Or it might just be Lying Cat
November 11, 2015 10:43 PM   Subscribe

"Here’s the point: to all of us readers, Saga gives a promise of freedom to be whoever we want and make our own choices without fear of being judged or punished." -- Nadia Bauman looks at what exactly it is that makes Fiona Staples and Brian K. Vaughan's Saga so popular.
posted by MartinWisse (45 comments total) 19 users marked this as a favorite
 
I agree with the author's thesis....it seems that every decade gets a sci-fi universe that fits into and also advances the zeitgeist..... the idealistic 60s had the cosmopolitan Star Trek, the 70s had the auteur baby boomer nostalgia of Star Wars, the 80s had the dual technophobias of the Terminator and Aliens universes, the 00s had the solipsism of the Matrix universe.

Now we're preoccupied with diversity and body acceptance, and worried about irreconcilable civilization clash. And thus, Saga.
posted by LeRoienJaune at 12:23 AM on November 12, 2015 [11 favorites]


LeRoienJaune: What did the 90's have?
posted by BiggerJ at 12:35 AM on November 12, 2015 [1 favorite]

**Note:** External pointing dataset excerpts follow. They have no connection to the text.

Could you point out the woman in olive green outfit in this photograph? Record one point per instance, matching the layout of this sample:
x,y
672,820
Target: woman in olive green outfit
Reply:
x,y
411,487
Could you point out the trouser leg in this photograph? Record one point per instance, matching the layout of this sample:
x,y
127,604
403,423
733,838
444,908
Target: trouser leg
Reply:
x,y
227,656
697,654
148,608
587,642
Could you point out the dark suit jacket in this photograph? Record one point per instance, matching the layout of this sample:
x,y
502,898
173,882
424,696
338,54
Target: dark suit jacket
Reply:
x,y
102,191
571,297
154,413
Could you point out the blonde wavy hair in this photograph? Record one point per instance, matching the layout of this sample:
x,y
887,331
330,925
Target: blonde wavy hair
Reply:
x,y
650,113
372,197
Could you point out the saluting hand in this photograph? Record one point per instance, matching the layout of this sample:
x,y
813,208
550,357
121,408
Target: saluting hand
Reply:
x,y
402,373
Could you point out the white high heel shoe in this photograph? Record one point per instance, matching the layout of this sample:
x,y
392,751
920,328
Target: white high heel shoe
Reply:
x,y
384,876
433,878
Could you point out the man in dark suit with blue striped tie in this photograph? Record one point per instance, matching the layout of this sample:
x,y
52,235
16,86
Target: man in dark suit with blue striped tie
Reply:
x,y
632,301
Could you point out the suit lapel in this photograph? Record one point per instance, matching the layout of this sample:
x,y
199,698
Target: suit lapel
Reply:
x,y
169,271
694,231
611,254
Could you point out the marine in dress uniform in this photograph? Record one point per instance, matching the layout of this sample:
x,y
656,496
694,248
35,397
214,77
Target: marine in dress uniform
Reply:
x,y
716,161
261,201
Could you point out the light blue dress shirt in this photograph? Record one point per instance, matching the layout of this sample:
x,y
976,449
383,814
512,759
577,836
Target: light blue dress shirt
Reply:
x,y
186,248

Who got to have The Next Generation? That was dope.
posted by grobstein at 12:46 AM on November 12, 2015


90s had the end times of the X-Files
posted by fearfulsymmetry at 2:35 AM on November 12, 2015 [4 favorites]


Star Wars: 1977. 1980, 1983
Alien(s): 1979, 1986
Terminator: 1984, 1991
The Matrix: 1999, 2003

The first Star Wars trilogy, Terminator, and Alien are contemporaneous.
posted by ardgedee at 3:45 AM on November 12, 2015 [1 favorite]


MRRN....
posted by Public Corruption? at 4:32 AM on November 12, 2015


My college years were from 1992 - 1996, and I remember that my contemporary sci-fi diet was a solid mix of cyberpunk (Snow Crash, Hackers, all of the Gibson that I read in high school) and an expected mix of space station sci-fi: Deep Space Nine and Babylon 5. I feel like the first Matrix belongs to the 90s, and is this apex of the cyberpunk aesthetic, but what the Matrix franchise became with its surveillance state paranoia is part of the 00's.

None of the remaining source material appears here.